Parameter specifying the fill of selected plots. The argument must be specified such that it can be processed by aes. Defaults to a character name of the color "darkgreen".

alpha

Parameter specifying the transparency of fill for vip plots. The argument must be a number in [0,1].

include_type

Logical. If set to TRUE, the type of importance specified in the fitting process of the model is included in the vip plot. Defaults to TRUE.

horizontal

Logical. If set to TRUE, the importance scores appear on the x-axis. If parameter is set to FALSE, the importance scores are plot on the y-axis. Defaults to TRUE.

gg_theme

Specify a predefined theme from ggplot2. Defaults to theme_minimal.

lsize

Parameter specifying the line size of pdp plots. The argument must be specified such that it can be processed by aes. Defaults to 1.5.

lty

Parameter specifying the line size of pdp plots. The argument must be specified such that it can be processed by aes. Defaults to "solid".

grid_row

Parameter specifying the amount of rows for the joint pdp plot. Defaults to 2.

out_list

Logical. If set to TRUE, a list of individual plots produced by ggplot2 is returned for further individual customization and processing. Defaults to FALSE.

pdp_plot

Logical. If set to TRUE, partial dependence plots produced by partial from the package pdp are included. Defaults to TRUE.

...

Optional additional inputs that are ignored for this method.

Value

Plots of variable importance and/or partial dependence of covariates ranked by corresponding importance. Additionally, a list of individual plots can be returned facilitating individual customization and exporting. See the following examples for details.

Details

For the production of importance plots, be sure to specify the parameter of importance != 'none' before producing estimates with function SAEforest_model.

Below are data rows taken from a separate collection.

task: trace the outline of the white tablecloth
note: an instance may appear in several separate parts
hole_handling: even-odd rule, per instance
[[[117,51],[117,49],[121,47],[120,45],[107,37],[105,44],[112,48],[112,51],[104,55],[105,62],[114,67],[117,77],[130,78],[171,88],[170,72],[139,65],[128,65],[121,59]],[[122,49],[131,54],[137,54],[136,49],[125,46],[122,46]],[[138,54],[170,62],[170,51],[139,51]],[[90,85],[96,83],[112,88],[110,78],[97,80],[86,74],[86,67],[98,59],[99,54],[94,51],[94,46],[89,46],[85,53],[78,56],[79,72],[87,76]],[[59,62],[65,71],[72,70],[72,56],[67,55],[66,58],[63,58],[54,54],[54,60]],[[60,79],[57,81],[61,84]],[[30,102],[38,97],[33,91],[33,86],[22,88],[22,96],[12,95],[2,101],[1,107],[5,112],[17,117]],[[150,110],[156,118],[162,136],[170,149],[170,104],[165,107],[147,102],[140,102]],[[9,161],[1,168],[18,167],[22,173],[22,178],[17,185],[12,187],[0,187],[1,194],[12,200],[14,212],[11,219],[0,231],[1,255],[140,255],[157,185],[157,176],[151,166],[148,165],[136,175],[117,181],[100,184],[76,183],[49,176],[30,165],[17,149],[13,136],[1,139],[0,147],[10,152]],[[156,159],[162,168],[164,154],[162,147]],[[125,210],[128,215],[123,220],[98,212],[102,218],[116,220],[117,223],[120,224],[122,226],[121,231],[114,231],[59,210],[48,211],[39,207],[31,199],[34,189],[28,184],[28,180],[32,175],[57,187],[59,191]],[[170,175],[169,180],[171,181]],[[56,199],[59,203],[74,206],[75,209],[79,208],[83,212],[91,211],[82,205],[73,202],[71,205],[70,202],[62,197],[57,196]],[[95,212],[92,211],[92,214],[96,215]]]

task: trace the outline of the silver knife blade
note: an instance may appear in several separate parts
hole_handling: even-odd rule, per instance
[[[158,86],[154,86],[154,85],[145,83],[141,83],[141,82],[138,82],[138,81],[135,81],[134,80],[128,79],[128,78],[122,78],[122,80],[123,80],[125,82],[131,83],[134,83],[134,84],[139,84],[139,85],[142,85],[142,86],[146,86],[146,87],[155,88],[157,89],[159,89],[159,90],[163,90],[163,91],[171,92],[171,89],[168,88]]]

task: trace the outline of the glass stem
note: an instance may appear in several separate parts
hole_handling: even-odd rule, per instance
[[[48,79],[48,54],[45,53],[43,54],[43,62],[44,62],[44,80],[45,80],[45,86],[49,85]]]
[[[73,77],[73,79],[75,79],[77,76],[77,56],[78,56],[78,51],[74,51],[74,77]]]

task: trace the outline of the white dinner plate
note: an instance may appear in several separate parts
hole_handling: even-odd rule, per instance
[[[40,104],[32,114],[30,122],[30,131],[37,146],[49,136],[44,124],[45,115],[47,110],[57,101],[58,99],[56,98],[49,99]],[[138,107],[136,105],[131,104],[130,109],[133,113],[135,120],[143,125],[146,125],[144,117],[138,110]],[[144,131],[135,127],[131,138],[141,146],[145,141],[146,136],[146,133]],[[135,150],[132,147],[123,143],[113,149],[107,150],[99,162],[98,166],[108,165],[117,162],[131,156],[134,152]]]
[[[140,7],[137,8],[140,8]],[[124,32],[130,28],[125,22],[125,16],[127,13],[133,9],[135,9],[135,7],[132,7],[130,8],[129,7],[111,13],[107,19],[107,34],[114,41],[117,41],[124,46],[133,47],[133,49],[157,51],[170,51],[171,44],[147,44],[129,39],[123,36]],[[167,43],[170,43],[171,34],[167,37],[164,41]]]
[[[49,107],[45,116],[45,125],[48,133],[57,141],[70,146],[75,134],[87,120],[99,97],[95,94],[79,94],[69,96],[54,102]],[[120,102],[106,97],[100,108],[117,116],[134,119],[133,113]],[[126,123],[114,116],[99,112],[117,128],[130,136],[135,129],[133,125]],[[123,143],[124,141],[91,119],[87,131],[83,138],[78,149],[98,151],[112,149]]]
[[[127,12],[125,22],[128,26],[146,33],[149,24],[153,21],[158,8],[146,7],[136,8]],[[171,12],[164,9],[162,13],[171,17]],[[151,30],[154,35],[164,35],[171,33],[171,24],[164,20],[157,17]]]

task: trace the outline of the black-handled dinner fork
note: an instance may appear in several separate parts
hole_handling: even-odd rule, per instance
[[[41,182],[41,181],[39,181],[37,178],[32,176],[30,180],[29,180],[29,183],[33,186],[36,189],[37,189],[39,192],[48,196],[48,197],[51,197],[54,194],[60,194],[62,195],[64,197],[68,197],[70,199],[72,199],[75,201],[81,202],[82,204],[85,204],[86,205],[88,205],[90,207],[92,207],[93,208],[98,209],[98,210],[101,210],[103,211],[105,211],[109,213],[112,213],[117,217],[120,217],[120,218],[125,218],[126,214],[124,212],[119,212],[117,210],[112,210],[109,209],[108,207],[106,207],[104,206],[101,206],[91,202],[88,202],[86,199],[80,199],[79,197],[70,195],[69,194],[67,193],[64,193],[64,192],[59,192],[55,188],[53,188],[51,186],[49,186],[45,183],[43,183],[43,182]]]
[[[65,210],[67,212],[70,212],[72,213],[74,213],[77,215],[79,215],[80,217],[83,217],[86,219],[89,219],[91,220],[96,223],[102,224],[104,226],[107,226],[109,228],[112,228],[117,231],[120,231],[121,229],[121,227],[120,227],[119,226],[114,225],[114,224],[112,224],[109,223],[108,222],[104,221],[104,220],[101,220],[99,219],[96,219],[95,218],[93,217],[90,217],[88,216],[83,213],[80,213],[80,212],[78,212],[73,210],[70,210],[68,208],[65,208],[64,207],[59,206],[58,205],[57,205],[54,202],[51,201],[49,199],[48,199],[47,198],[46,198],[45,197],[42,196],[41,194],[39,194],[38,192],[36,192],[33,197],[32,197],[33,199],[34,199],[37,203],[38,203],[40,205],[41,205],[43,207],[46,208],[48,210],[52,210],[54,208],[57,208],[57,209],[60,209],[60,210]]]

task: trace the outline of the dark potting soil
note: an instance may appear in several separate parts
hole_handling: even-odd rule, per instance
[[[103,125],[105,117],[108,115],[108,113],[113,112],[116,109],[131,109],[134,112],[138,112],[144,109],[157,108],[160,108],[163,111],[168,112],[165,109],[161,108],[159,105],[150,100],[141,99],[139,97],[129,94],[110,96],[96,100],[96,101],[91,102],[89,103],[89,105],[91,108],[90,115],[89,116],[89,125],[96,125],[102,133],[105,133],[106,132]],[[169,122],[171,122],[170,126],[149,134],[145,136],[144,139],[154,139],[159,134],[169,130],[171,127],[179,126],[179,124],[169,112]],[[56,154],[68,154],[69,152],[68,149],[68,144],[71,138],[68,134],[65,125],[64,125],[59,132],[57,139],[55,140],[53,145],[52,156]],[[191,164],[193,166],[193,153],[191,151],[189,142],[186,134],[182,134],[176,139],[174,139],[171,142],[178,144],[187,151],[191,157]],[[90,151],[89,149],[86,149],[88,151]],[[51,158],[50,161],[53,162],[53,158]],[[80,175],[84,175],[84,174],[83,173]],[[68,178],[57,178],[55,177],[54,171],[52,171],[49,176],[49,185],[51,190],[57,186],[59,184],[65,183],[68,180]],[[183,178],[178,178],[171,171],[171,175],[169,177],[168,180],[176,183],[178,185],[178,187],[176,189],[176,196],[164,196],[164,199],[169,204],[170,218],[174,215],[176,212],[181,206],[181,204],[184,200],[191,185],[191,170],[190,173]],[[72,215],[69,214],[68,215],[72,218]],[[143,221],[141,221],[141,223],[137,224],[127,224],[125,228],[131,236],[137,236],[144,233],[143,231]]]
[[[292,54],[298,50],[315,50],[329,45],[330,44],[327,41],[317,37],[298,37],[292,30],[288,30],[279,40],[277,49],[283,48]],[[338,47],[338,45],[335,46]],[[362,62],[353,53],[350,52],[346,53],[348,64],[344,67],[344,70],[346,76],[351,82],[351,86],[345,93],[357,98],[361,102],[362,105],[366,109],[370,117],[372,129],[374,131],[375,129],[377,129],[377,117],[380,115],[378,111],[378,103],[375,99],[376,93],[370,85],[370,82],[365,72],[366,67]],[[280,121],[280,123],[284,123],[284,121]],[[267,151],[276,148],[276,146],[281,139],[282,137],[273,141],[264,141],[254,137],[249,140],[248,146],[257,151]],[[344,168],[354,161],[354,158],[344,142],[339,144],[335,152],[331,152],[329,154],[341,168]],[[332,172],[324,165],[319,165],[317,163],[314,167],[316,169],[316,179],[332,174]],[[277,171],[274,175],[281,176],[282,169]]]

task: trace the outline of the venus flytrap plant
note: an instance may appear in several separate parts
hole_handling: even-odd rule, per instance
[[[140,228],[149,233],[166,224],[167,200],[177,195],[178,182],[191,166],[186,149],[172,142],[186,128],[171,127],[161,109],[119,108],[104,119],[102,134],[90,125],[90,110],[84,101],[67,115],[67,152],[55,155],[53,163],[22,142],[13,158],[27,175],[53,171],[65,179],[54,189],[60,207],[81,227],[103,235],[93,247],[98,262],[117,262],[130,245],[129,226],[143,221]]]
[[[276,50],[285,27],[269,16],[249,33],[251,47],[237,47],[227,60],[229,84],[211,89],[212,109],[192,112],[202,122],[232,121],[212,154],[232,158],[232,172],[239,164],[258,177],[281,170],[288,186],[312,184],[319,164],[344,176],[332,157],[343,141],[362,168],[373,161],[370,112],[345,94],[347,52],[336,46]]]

For pdp plots, note that covariates of type factor or character cannot be used for partial dependence plots. Dummy-variables can be used, however, their pdp plots are always lines connecting two effect points for 0 and 1. Most informative pdp plots can be produced for continuous predictors.

See also

Examples

# \donttest{
# Loading data
data("eusilcA_pop")
data("eusilcA_smp")

income <- eusilcA_smp$eqIncome
X_covar <- eusilcA_smp[, -c(1, 16, 17, 18)]

# Example 1:
# Calculating point estimates and discussing basic generic functions

model1 <- SAEforest_model(Y = income, X = X_covar, dName = "district",
                          smp_data = eusilcA_smp, pop_data = eusilcA_pop,
                          num.trees = 50)
#> Error in initializePtr(): function 'cholmod_factor_ldetA' not provided by package 'Matrix'
plot(model1)
#> Error in eval(expr, envir, enclos): object 'model1' not found
# }